In this case you could have a hereditary blood clotting disorder;
• if you need to have an operation, or if you are off your feet for a long
time because of an injury or illness, or you have your leg in a cast.
The use of NuvaRing may need to be stopped several weeks before
surgery or while you are less mobile. If you need to stop using
NuvaRing ask your doctor when you can start using it again.
• as you get older (particularly above about 35 years);
• if you gave birth less than a few weeks ago.
The risk of developing a blood clot increases the more conditions you
have.
S0637-3-PL-PIL-28.02.2017 (PAGE 2 of 4)

Breast cancer has been found slightly more often in women using
combined pills, but it is not known whether this is caused by the
treatment. For example, it may be that tumours are found more in women
on combined pills because they are examined by the doctor more often.
The increased occurrence of breast cancer becomes gradually less after
stopping the combined pill.
It is important to regularly check your breasts and you should contact
your doctor if you feel any lump. You should also tell your doctor if a
close relative has, or ever had breast cancer (see section 2.2 ‘Warnings
and precautions’).
In rare cases, benign liver tumours, and in even fewer cases malignant
liver tumours have been reported in pill users. Contact your doctor if you
have unusual severe abdominal pain.
For users of the combined Pill it has been reported that cancer of the
endometrium (the lining of the womb) and cancer of the ovaries occur
less frequently. This may also be the case for NuvaRing but this has not
been confirmed.

2.3 Children and adolescents
The safety and efficacy of NuvaRing in adolescents under the age of
18 have not been studied.

2.4 Other medicines and NuvaRing
Always tell your doctor which medicines or herbal products you are
already using.
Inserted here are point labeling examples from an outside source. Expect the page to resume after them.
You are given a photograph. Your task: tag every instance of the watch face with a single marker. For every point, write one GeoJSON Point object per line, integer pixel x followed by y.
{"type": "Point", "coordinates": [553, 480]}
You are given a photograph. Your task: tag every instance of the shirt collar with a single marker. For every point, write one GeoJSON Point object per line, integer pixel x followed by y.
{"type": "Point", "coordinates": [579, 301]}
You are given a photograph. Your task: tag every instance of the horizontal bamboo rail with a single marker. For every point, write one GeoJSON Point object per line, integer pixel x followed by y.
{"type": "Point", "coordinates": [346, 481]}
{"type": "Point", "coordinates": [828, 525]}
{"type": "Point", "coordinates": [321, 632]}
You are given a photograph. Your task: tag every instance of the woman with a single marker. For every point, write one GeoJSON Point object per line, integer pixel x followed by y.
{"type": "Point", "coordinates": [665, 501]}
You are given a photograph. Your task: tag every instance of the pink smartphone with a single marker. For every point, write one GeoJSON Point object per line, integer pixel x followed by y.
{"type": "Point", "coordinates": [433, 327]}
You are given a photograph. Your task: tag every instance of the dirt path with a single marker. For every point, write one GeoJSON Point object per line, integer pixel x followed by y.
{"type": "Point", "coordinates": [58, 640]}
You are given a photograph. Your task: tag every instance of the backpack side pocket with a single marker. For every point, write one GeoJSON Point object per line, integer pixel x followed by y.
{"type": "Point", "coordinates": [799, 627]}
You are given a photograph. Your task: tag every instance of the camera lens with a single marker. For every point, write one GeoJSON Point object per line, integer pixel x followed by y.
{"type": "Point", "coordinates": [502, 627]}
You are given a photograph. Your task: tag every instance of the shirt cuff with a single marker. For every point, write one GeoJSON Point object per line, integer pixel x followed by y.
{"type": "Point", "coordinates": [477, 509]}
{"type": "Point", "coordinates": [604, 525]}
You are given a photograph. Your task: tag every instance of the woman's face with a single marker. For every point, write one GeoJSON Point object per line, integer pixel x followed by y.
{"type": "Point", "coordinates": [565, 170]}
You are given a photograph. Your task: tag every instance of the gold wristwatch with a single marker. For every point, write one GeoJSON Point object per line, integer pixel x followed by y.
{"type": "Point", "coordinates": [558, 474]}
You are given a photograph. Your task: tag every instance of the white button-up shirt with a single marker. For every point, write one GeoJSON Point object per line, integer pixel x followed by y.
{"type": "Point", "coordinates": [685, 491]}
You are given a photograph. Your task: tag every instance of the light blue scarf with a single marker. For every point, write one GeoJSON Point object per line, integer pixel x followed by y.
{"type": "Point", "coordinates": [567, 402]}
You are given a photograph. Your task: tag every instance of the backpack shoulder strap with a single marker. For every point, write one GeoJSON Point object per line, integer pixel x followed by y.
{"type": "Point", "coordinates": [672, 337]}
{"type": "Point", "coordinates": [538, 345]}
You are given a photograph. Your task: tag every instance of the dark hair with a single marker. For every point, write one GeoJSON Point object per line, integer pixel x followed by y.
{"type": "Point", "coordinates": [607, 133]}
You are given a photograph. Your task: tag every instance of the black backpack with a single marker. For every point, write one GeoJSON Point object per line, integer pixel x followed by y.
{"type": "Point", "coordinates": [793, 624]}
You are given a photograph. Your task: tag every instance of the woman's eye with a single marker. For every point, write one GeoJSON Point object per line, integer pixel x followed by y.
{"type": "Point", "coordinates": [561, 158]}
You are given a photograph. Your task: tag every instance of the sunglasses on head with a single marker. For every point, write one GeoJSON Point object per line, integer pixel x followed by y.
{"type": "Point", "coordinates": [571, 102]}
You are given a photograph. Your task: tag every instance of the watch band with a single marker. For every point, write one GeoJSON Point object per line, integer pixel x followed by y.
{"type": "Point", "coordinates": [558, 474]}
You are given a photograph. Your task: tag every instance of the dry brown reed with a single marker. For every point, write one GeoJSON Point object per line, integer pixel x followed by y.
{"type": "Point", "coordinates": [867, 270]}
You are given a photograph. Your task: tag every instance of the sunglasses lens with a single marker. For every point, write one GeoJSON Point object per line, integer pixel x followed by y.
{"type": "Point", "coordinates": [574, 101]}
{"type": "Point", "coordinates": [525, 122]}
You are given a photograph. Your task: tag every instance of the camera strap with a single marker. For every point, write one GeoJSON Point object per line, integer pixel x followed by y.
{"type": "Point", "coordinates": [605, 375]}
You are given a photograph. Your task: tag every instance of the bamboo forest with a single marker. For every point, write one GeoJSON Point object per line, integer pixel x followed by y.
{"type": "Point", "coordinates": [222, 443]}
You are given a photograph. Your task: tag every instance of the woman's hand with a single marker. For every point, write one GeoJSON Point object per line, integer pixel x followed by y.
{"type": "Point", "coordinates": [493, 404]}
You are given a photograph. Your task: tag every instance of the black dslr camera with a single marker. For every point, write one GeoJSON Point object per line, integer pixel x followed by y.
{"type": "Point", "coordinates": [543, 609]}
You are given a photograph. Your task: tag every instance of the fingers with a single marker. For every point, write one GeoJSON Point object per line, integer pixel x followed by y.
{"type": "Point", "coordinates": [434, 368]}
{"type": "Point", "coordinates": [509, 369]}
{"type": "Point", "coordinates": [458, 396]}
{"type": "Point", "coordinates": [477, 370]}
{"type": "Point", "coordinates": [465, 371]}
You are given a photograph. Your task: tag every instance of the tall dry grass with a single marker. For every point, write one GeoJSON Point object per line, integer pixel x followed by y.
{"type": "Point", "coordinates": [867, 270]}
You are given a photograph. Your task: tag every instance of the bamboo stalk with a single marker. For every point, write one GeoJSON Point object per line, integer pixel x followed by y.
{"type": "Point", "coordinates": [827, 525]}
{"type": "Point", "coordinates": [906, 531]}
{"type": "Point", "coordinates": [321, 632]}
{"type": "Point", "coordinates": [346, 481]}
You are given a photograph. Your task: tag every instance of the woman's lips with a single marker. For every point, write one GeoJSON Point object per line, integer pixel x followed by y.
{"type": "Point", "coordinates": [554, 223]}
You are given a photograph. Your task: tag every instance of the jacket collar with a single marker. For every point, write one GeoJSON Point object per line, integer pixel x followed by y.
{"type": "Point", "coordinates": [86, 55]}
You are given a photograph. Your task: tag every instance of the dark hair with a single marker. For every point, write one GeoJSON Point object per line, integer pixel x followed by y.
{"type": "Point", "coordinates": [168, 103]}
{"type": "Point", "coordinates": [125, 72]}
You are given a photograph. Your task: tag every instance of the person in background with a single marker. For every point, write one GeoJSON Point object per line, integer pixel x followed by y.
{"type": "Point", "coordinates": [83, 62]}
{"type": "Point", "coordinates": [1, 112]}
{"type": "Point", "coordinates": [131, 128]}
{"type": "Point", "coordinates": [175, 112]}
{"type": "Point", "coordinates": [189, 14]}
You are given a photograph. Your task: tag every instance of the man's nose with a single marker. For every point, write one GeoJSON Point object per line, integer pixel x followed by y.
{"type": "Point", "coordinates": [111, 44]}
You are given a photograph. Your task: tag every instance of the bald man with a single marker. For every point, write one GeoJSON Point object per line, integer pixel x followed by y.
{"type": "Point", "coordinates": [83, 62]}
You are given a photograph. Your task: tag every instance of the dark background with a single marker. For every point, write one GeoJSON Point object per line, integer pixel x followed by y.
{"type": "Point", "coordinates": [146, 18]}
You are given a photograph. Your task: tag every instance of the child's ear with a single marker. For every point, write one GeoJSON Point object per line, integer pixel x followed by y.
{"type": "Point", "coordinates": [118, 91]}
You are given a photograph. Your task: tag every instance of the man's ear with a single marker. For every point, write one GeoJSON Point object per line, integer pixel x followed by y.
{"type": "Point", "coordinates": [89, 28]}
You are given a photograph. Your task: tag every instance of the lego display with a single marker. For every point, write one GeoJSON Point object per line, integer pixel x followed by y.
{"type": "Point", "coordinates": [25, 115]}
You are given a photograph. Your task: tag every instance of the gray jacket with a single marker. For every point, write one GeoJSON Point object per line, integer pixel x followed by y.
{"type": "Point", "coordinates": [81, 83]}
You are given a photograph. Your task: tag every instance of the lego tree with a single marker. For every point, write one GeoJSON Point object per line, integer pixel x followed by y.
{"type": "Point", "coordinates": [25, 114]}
Also tell any other doctor or dentist (or pharmacist) who
prescribes another medicine that you use NuvaRing. They can tell you if
you need to take additional contraceptive precautions (for example,
condoms), and if so, for how long, or, whether the use of another
medicine you need must be changed.
Some medicines
• can have an influence on the blood levels of NuvaRing
• can make it less effective in preventing pregnancy
• can cause unexpected bleeding.
These include medicines used for the treatment of:
• epilepsy (e.g. primidone, phenytoin, barbiturates, carbamazepine,
oxcarbazepine, topiramate, felbamate);
• tuberculosis (e.g. rifampicin);
• HIV infection (e.g. ritonavir, nelfinavir, nevirapine, efavirenz);
• Hepatitis C virus (HCV) infection (e.g. boceprevir, telaprevir);
• other infectious diseases (e.g. griseofulvin);
• high blood pressure in the blood vessels of the lungs (bosentan);
• depressive moods (the herbal remedy St. John’s wort
(Hypericum perforatum)).
If you are taking medicines or herbal products that might make NuvaRing
less effective, a barrier contraceptive method should also be used. Since
the effect of another medicine on NuvaRing may last up to 28 days after
stopping the medicine, it is necessary to use the additional barrier
contraceptive method for that long. Note: Do not use NuvaRing with a
female condom.
NuvaRing may influence the effect of other medicines, e.g.
• medicines containing ciclosporin
• the anti-epileptic lamotrigine (this could lead to an increased frequency
of seizures)
Ask your doctor or pharmacist for advice before taking any medicine.
You can use tampons while using NuvaRing. Insert NuvaRing before
inserting a tampon. You should be careful when removing a tampon to be
sure that the ring is not accidentally pulled out. If the ring does come out,
simply rinse the ring in cool to lukewarm water and immediately reinsert
it.
Using spermicides or vaginal yeast products will not reduce the
contraceptive efficacy of NuvaRing.
Laboratory tests
If you are having any blood or urinary test, tell your health care
professional that you are using NuvaRing as it may affect the results of
some tests.

2.5 Pregnancy and breast-feeding
NuvaRing must not be used by women who are pregnant, or who think
they may be pregnant. If you get pregnant while using NuvaRing you
should remove the ring and contact your doctor.
If you want to stop NuvaRing because you want to get pregnant, see
section 3.5 ‘When you want to stop using NuvaRing’.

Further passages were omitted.